いじめであっても、遊びであっても、大切なのは子どもの気持ち。友だちから受けた行為を、どう思っているのか、どのくらいつらいのか、まず、子どもの素直な考えを聞きましょう。子どもの考えを聞く時は、それまでの親子の関係性も重要です。子ども自身、親を心配させまいと強がることもありますし、ありのままを伝えると、親から「情けない」と叱られるのではと気持ちを隠すこともありますから、子どもが素直に気持ちを話せる関係を築いておくことが重要です。親が、子どもの弱いところや、だらしない部分も含めて、受け止めてくれる存在なら、本心を話してくれるでしょう。

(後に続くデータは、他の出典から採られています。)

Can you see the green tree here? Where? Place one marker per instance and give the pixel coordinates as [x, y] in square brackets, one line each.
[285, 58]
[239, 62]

子ども自身がどうしたいか(話を聞いてほしいだけか、何らかの対策が必要なのか)を聞くことも大切です。ただし、子どもが聞いてほしいだけと言っても、安心して学校生活を送ることができていなければ、改善のための対策が必要です。状況や内容によりますが、まずは担任に相談し、対応が適切でなければ、学年主任、副校長、校長へと相談してみましょう。親同士でも相談し合える関係性が作れていると、心強いですね。心配な状況は、深刻になる前に、軽い段階でキャッチし、先生に様子を心がけて見てもらうなど、早めに対応することが大切です。